# Paint work in tenn. anyone interested?



## fenez (Nov 30, 2009)

My main GC. And I were talking the other day and he asked me about some work he is going to be doing in tenn. so I asked him if he had anyone, he said no so I told him I would ask here ( I would rather one of you guys get it). His money is good and he will pay you promptly, I have been doing work for him for 12 or so years. The work is all touch up taping and painting in a group of commercial stores that he does nation wide.


----------



## Workaholic (Dec 13, 2010)

Where at in TN? I am in Northern AL and about 10 minutes from Southern TN.


----------



## Tim0282 (Jan 8, 2008)

Workaholic said:


> Where at in TN? I am in Northern AL and about 10 minutes from Southern TN.


Hey Workaholic, do you ever do business with Murco in Huntsville? Wondering what happened with Roger that ran the place in Huntsville.


----------



## Workaholic (Dec 13, 2010)

Tim0282 said:


> Hey Workaholic, do you ever do business with Murco in Huntsville? Wondering what happened with Roger that ran the place in Huntsville.


I have not. I usually deal with the box stores or Alabama Drywall. 

Will have to check em out. Did you use to be in the Huntsville area?


----------



## Tim0282 (Jan 8, 2008)

No, but I have bought mud from Murco in Palaski and Roger ran the plant there and the yard in Huntsville. I am in Iowa and Palaski is the closest plant to me so I buy a semi load at a time.


----------



## Workaholic (Dec 13, 2010)

Tim0282 said:


> No, but I have bought mud from Murco in Palaski and Roger ran the plant there and the yard in Huntsville. I am in Iowa and Palaski is the closest plant to me so I buy a semi load at a time.


I get up to Pulaski from time to time, about 35 minutes from me. 
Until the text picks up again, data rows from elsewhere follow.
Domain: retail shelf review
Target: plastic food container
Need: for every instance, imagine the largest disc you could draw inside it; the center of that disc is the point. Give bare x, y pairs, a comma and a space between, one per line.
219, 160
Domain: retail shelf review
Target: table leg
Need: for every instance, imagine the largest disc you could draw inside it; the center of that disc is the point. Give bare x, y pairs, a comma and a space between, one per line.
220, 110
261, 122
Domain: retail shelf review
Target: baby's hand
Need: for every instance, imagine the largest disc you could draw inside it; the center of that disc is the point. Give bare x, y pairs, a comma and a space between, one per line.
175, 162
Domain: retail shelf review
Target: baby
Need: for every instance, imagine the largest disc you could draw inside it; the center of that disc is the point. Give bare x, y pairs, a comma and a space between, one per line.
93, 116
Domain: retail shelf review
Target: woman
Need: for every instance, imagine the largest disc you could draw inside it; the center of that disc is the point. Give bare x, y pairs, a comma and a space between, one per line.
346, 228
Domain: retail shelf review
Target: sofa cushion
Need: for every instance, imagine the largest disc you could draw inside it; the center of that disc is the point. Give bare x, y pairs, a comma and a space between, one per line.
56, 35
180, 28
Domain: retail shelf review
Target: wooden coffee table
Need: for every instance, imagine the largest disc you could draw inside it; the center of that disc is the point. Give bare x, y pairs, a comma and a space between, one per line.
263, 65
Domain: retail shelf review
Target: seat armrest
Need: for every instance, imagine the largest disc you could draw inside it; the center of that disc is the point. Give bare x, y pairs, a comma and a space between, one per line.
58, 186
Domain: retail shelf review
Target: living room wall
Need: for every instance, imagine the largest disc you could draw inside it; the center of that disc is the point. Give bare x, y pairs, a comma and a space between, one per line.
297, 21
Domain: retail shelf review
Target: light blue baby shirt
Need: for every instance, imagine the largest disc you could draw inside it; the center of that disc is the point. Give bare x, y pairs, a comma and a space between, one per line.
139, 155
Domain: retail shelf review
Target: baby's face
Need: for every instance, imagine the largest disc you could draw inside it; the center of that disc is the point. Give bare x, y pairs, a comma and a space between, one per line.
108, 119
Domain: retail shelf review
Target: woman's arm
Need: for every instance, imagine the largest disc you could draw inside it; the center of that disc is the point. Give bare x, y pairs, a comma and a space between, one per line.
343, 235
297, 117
Next time I am working on that side of town I will pop in and see if he is still working there.


----------



## Tim0282 (Jan 8, 2008)

He got fired about a year ago. Just wondered if he landed at another drywall company. Thanks for checking. I like their mud. In fact I was out about a year ago and drove down to Pulaski and picked up six pallets of mud in a flat bed trailer. That was a long trip home. Way over loaded! But worth the savings. Think it was something like a ten hour drive.


----------



## Workaholic (Dec 13, 2010)

We have a few drywall supply places around here so he might be around or he may have moved to another state. 

That sounds like a fun drive. If you make it back this way give me a shout and we will grab a drink and a bite.


----------



## fenez (Nov 30, 2009)

Workaholic, it is few different stores I'm not really sure exactly where they are but I will ask him, they want the work done after hours, I think they close at 5. He pays well btw. I will get all the particulars if you are interested. He is used to paying New York money so keep that in mind if you wind up doing it.


----------



## Workaholic (Dec 13, 2010)

fenez said:


> Workaholic, it is few different stores I'm not really sure exactly where they are but I will ask him, they want the work done after hours, I think they close at 5. He pays well btw. I will get all the particulars if you are interested. He is used to paying New York money so keep that in mind if you wind up doing it.


I am interested if it is not to far away. New York money!! Hell yeah that is worth way more than southern shine.


----------



## emcoons (Jul 4, 2012)

I live around the Nashville area, if he is still looking let me know, I would be interested


----------